The reason publishers believe it's impossible to create more diverse games for less money, with smaller sales predicted, is not because someone might take their copy of it to GAME three weeks later, but because the publisher will still insist on charging £35 to £50 for it. An enormous amount of a person's money for a short amount of a person's time, which they'll obviously prefer to spend on War Shooter VIII because they know they loved War Shooters I to VII (apart from IV, obviously - that sucked).
And the reason publishers believe they have to work in tacked-on multiplayer content to combat those reselling their games is not the fault of those reselling the games. It's the fault of the publishers for pretending it's an issue in the first place, and then going to such ludicrous lengths to scupper it.
Blocking the options for pre-owned games is not a valiant attempt to save the games industry.

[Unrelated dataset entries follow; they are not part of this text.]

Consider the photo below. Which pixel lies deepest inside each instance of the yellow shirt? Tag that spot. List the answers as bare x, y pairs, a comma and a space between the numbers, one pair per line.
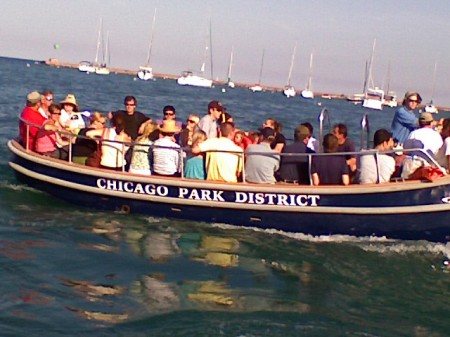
222, 166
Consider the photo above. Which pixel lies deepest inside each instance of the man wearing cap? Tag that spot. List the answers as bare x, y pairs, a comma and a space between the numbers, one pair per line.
31, 115
134, 120
208, 123
430, 138
295, 169
405, 120
261, 161
221, 166
377, 169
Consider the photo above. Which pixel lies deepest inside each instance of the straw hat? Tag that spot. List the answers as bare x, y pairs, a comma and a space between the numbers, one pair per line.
70, 99
169, 126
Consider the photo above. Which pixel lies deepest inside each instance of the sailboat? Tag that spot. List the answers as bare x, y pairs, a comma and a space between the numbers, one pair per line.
188, 77
390, 98
145, 73
373, 96
257, 87
230, 83
308, 93
289, 90
103, 69
89, 67
430, 107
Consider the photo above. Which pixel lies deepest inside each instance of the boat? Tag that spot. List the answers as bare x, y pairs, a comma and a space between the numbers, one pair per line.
86, 66
188, 77
103, 68
409, 210
289, 90
145, 73
257, 87
430, 107
373, 96
308, 93
230, 83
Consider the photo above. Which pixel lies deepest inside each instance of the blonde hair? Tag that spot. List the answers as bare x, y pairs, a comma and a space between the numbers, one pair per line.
98, 117
148, 130
198, 137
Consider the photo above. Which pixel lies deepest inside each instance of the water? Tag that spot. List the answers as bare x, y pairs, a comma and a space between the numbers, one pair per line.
68, 271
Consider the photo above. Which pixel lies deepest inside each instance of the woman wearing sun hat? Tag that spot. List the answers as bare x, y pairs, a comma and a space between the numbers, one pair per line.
69, 106
166, 161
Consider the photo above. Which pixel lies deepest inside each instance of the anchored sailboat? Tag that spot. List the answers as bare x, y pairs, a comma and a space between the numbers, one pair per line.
257, 87
308, 93
430, 107
289, 90
230, 83
373, 96
188, 77
146, 72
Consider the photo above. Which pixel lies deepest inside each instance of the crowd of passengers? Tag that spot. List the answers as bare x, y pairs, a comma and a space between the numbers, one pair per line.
213, 149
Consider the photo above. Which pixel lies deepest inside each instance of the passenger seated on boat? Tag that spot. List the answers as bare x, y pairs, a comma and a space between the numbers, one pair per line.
69, 106
115, 144
167, 158
222, 166
280, 141
187, 132
195, 164
405, 120
330, 169
345, 145
313, 143
443, 155
295, 169
209, 122
430, 138
50, 143
46, 101
241, 140
31, 115
377, 167
141, 151
134, 121
83, 146
261, 161
414, 160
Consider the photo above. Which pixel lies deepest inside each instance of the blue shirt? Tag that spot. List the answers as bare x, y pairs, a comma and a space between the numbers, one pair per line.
403, 123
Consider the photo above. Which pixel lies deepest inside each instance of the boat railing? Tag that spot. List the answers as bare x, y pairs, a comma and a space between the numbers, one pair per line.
185, 152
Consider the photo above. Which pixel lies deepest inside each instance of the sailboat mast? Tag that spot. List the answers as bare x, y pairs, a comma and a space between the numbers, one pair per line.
310, 71
210, 49
292, 65
99, 37
230, 65
262, 65
149, 55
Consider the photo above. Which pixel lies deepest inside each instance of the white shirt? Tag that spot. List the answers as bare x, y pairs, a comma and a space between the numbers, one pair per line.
443, 153
368, 170
431, 139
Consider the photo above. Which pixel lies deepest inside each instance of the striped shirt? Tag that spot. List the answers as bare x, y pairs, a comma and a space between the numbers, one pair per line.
165, 160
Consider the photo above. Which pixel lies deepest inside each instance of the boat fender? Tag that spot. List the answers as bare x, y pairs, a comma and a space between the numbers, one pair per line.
125, 209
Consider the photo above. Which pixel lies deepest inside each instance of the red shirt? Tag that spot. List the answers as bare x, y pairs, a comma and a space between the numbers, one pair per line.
34, 117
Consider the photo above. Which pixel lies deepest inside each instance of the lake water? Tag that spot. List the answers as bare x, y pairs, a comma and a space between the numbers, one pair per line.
68, 271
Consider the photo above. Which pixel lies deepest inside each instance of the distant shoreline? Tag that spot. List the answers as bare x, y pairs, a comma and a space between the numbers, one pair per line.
56, 63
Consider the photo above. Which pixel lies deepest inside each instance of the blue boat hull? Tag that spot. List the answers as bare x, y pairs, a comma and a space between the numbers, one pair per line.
415, 212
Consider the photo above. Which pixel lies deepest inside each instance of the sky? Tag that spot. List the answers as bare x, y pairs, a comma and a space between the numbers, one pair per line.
412, 36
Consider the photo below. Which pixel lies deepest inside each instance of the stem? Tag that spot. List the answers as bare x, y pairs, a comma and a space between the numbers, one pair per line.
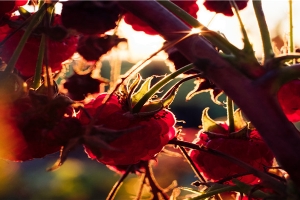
291, 27
118, 184
260, 107
217, 191
156, 189
192, 164
264, 32
247, 44
230, 111
39, 65
267, 180
36, 19
210, 35
139, 194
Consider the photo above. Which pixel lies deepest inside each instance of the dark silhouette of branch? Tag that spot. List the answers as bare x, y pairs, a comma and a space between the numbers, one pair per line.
255, 101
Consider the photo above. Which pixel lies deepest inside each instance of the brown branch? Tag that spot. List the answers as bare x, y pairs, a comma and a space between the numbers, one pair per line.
259, 106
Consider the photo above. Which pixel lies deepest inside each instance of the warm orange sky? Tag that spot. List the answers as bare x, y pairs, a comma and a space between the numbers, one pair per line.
141, 45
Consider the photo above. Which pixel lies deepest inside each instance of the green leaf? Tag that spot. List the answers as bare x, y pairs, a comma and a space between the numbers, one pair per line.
24, 13
247, 189
36, 19
141, 92
209, 125
134, 84
138, 106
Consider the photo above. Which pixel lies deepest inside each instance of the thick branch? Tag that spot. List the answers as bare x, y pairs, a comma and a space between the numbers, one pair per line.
259, 106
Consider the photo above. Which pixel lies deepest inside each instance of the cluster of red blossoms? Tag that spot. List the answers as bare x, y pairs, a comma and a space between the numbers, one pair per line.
42, 121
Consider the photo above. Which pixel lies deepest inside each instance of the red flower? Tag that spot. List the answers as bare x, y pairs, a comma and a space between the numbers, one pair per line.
288, 97
224, 7
33, 130
59, 51
137, 24
145, 138
252, 151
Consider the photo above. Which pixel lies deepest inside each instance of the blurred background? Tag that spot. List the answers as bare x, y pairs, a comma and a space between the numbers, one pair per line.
83, 179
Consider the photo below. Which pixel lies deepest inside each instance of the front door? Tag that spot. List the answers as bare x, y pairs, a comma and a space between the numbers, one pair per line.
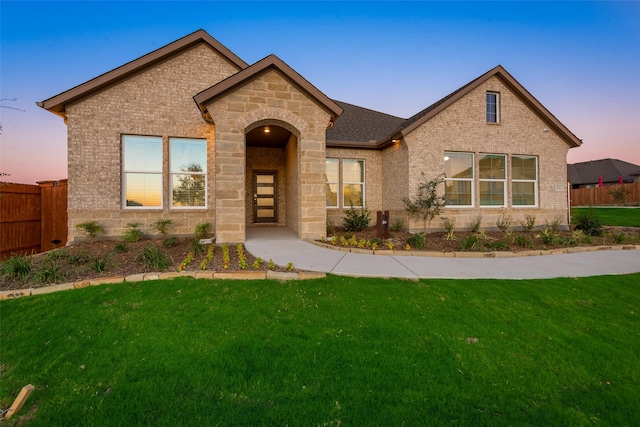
265, 197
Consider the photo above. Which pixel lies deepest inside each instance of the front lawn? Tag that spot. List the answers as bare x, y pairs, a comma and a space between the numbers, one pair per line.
622, 217
327, 352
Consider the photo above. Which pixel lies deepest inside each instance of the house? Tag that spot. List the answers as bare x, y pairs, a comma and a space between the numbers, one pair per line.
192, 133
604, 171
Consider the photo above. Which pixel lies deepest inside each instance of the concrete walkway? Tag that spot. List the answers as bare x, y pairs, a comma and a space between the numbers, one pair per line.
283, 246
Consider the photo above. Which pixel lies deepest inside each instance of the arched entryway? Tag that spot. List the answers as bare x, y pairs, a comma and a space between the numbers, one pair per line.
271, 174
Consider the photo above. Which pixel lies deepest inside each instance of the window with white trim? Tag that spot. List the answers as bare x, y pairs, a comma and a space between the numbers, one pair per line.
524, 181
188, 172
333, 181
458, 179
141, 172
352, 183
493, 107
492, 177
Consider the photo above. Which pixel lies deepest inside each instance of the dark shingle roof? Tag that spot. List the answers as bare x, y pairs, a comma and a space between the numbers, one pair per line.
358, 124
610, 170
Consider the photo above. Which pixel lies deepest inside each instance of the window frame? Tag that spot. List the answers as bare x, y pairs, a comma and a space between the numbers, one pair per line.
471, 180
535, 181
173, 173
345, 183
125, 171
337, 183
489, 180
495, 106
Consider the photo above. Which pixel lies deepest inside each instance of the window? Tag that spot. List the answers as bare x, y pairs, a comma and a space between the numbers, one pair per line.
492, 176
188, 169
352, 183
493, 107
458, 179
141, 171
524, 180
333, 182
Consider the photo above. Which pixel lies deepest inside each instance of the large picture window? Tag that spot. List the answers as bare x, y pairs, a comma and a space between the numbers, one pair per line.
188, 169
353, 183
458, 179
524, 180
492, 176
141, 171
333, 182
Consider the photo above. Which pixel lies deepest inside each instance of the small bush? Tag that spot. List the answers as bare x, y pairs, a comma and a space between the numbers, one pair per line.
170, 242
132, 233
470, 243
356, 219
153, 259
475, 224
528, 223
417, 241
589, 222
120, 247
503, 222
90, 229
162, 226
398, 225
202, 230
18, 267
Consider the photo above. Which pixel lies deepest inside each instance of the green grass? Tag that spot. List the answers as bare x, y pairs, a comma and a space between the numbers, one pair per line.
622, 217
328, 352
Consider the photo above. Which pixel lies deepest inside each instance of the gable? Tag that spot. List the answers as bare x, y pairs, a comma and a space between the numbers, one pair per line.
58, 103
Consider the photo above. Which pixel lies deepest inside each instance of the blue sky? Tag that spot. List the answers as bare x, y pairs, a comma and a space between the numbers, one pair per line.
580, 59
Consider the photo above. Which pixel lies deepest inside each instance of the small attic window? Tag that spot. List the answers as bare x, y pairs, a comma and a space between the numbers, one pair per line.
493, 107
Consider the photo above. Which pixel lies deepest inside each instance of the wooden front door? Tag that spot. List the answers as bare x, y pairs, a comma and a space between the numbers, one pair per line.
265, 197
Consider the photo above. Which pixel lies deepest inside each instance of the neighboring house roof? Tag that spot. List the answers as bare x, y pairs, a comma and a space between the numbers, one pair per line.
610, 170
360, 126
269, 63
57, 104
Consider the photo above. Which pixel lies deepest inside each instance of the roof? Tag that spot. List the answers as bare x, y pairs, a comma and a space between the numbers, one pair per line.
358, 126
57, 104
609, 169
269, 63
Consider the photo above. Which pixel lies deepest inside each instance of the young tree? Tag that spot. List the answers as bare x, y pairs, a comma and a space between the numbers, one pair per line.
426, 204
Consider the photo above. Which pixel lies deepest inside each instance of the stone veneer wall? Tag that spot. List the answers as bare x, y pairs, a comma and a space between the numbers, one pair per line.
268, 99
372, 181
463, 127
266, 159
158, 102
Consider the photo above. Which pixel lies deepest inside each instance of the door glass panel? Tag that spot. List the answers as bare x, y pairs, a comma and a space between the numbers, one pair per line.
265, 179
265, 201
268, 191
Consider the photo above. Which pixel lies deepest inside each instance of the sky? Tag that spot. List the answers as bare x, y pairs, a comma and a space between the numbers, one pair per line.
581, 60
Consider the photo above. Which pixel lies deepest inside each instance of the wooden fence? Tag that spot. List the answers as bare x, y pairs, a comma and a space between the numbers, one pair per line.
33, 218
599, 196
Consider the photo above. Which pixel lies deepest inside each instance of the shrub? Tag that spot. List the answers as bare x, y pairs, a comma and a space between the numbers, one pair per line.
202, 230
152, 258
90, 229
426, 204
356, 219
528, 223
398, 225
470, 243
18, 267
588, 222
170, 242
162, 226
503, 222
132, 233
417, 240
475, 224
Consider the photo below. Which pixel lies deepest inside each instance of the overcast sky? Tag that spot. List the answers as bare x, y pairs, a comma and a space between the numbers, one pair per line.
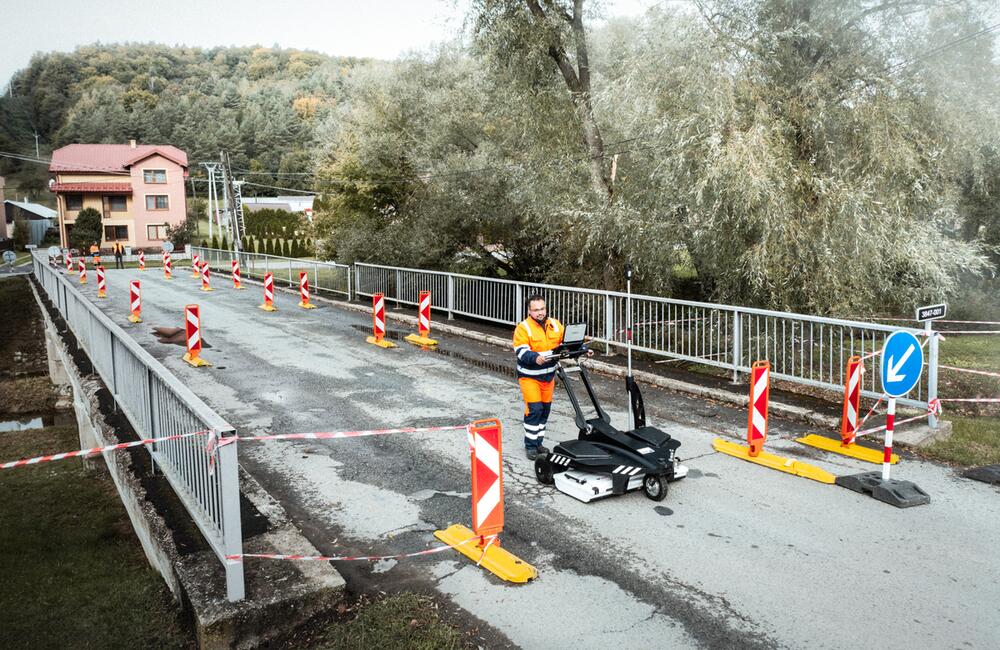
376, 28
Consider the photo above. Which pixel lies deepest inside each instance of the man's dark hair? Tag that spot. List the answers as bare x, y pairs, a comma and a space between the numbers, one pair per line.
532, 298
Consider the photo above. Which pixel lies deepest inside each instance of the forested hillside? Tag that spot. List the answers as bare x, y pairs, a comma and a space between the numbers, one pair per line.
262, 105
833, 157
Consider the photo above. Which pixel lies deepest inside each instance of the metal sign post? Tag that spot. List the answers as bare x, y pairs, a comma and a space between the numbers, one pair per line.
902, 363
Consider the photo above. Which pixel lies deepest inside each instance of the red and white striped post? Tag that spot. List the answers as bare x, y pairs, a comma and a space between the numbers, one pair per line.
852, 402
424, 314
760, 389
378, 316
268, 293
135, 302
102, 286
192, 326
423, 322
378, 322
236, 275
890, 423
206, 280
304, 291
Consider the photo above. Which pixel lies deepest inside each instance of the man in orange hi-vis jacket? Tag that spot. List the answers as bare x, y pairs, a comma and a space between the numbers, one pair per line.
534, 338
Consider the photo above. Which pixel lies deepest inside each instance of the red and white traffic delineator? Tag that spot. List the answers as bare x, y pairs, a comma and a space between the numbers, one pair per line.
135, 302
487, 509
102, 285
850, 421
852, 402
236, 275
268, 293
378, 322
192, 327
206, 281
304, 291
422, 337
760, 390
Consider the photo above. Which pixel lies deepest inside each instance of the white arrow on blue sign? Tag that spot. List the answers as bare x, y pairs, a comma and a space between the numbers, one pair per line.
902, 363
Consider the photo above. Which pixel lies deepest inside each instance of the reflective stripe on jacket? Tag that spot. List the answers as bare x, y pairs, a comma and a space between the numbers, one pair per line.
530, 339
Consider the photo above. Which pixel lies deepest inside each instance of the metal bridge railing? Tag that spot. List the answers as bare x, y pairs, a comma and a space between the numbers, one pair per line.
807, 350
158, 404
323, 276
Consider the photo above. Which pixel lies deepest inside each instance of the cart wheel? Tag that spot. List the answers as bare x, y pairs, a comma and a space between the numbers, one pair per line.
543, 470
654, 487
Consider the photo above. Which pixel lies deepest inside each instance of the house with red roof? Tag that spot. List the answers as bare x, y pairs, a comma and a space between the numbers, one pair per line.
138, 189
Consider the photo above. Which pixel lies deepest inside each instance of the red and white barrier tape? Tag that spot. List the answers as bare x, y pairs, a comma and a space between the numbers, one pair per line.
934, 408
214, 442
95, 450
235, 559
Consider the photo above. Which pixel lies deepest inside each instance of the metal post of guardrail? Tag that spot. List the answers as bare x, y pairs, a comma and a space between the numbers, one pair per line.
232, 542
609, 321
451, 297
518, 301
737, 344
932, 358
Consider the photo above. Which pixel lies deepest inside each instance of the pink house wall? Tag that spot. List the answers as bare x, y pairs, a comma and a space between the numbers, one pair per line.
173, 188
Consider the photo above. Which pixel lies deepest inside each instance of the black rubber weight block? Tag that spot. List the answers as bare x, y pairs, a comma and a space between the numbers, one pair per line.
986, 474
902, 494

It's a calculated attack on consumers and retailers
To understand the frantic attempts to demonise the second-hand market you need only look at the similarly conspiratorial behaviour of the film and music industries. All are overflowing with money, and all are desperately trying to appear as if they're barely surviving, dressed in rags, forced to sue their own grandmothers for the money to eat. Shareholders see it as lost revenue, they're expected to do something about it, and so they'll do anything they can other than cut costs to the consumer.
Like the arguments against piracy - in which publishers pretend that every pirated copy is a lost sale, without doing any research to demonstrate this (and indeed ignoring all the research that shows it to be utter nonsense) - there is no attempt to prove that games bought second-hand would automatically have been a full-price sale were they not available. Instead, it's just declared to be the case, no matter how obviously flawed such a notion is, and then acted upon.
The real cost of used games? It's enlightened customers to the fact that they're being charged a great deal of money, and so they've embraced a system that allows them to share the price among themselves. And canny retailers have realised it means they can keep selling the same product over and over, each time keeping all the money for themselves. If publishers want to see this stop, they need only lower the price of their games. They need to stop acting like the budgets they spend are imposed upon them by some mad wizard, and spend less on making great games. Or, they can just accept that people have the right to sell their own property, and attempting to prevent this is a grotesque abuse of basic rights.
Pretending that the loss of single-player content, variety, and mid-tier gaming (whatever that means) have anything to do with pre-owned games is a sleight of hand to distract from where we should be focusing our attention. However angry Mr Browne is with his customers for resisting the ever-growing prices he wants them to pay, punching them in the face and shouting "IT'S STILL GOOD VALUE!" is a tactic Tesco rarely employs, and for good reason. Blocking the options for pre-owned games is not a valiant attempt to save the games industry. It's a calculated attack on consumers and retailers that is only more likely to harm their own businesses.